Hoje, em nosso país, podemos encontrar marcas dos povos africanos em nossa língua, dança, música, comida, religiões, vestimentas, manifestações culturais, etc.
Na literatura e na política, temos escritores e escritoras negros(as) que atuavam desde o período escravagista. Essa literatura até hoje está sendo descoberta, apesar da tentativa em se apagá-la. A primeira negra escravizada que escreveu uma petição ao imperador em 1770, reclamando dos mal tratos que sofria em uma fazenda no interior do Piauí se chamava Esperança Garcia.

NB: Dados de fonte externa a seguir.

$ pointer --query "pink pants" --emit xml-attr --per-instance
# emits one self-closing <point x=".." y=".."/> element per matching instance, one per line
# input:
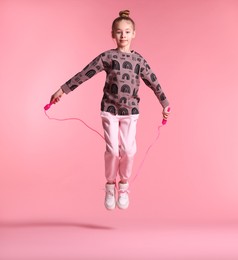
<point x="119" y="133"/>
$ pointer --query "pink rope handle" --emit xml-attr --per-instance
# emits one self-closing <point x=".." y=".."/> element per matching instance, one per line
<point x="70" y="118"/>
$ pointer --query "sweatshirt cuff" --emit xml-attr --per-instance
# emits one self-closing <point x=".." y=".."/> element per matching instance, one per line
<point x="65" y="88"/>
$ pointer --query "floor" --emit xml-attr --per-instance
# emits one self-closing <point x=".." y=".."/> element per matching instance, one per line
<point x="132" y="241"/>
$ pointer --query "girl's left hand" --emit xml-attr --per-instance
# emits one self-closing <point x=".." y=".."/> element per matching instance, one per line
<point x="166" y="112"/>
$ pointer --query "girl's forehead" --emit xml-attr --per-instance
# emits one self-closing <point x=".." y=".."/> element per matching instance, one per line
<point x="123" y="24"/>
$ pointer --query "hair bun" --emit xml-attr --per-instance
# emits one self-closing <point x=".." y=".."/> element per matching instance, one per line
<point x="124" y="13"/>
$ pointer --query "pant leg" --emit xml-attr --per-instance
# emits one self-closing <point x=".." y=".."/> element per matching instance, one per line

A carta original se encontra em Portugal e trata-se da primeira reivindicação feita por uma mulher negra no Brasil.
Tivemos vários personagens descendentes de africanos que, ao longo da história do nosso país se destacaram, como: o grande guerreiro Zumbi dos Palmares, Ganga Zumba, Aqualtune, Dandara, Luís Gama, Machado de Assis, Castro Alves, Maria Firmina dos Reis, Solano Trindade, Abdias do Nascimento, Lima Barreto, Carolina de Jesus, Lourdes Teodoro, Cuti, Aleijadinho, Cidinha da Silva, Conceição Evaristo, Miriam Alves, Ana Maria Gonçalves, Milton Nascimento, Pixinguinha, Elza Soares, Alcione, Margareth Menezes, Gilberto Gil, Benedita da Silva, entre outros. No estado do Piauí temos Júlio Romao, grandes nomes como: Elio Ferreira, Salgado Maranhão, Ruimar Batista, Clóvis Moura, entre outros(as).

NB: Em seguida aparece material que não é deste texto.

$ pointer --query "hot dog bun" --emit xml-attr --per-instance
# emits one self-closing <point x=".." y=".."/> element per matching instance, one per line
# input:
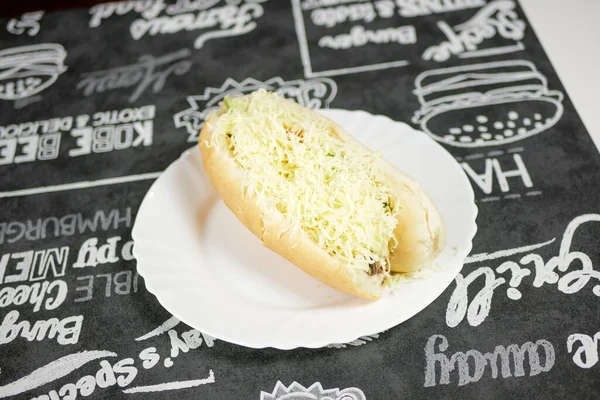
<point x="316" y="196"/>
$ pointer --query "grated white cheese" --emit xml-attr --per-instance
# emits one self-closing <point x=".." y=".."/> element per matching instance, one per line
<point x="332" y="190"/>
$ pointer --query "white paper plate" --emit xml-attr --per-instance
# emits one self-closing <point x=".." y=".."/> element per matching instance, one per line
<point x="209" y="271"/>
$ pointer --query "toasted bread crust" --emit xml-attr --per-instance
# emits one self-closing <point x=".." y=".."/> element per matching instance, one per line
<point x="420" y="230"/>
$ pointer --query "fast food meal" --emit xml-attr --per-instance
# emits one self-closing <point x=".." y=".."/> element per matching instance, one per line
<point x="317" y="196"/>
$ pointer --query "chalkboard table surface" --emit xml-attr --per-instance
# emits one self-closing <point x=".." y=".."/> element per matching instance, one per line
<point x="96" y="101"/>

Infelizmente, até hoje muitos dos autores e autoras de obras literárias e personagens importantes de nossa história, descendentes dos africanos, não estão sendo estudados em nossos livros didáticos nem em nossas universidades. Nesse sentido, foi necessária a criação de uma lei que garantisse o estudo da história e cultura dos povos africanos no Ensino Básico, a lei 10.639, em 2003, a qual engloba a disciplina História.
Como se percebeu que a influência dos afrodescendentes e dos povos indígenas estavam presentes em todas as áreas, então essa lei foi reformulada e a partir de 2008, como lei 11.645 passou a atuar também nas áreas de educação artística e de literatura, além da História do Brasil.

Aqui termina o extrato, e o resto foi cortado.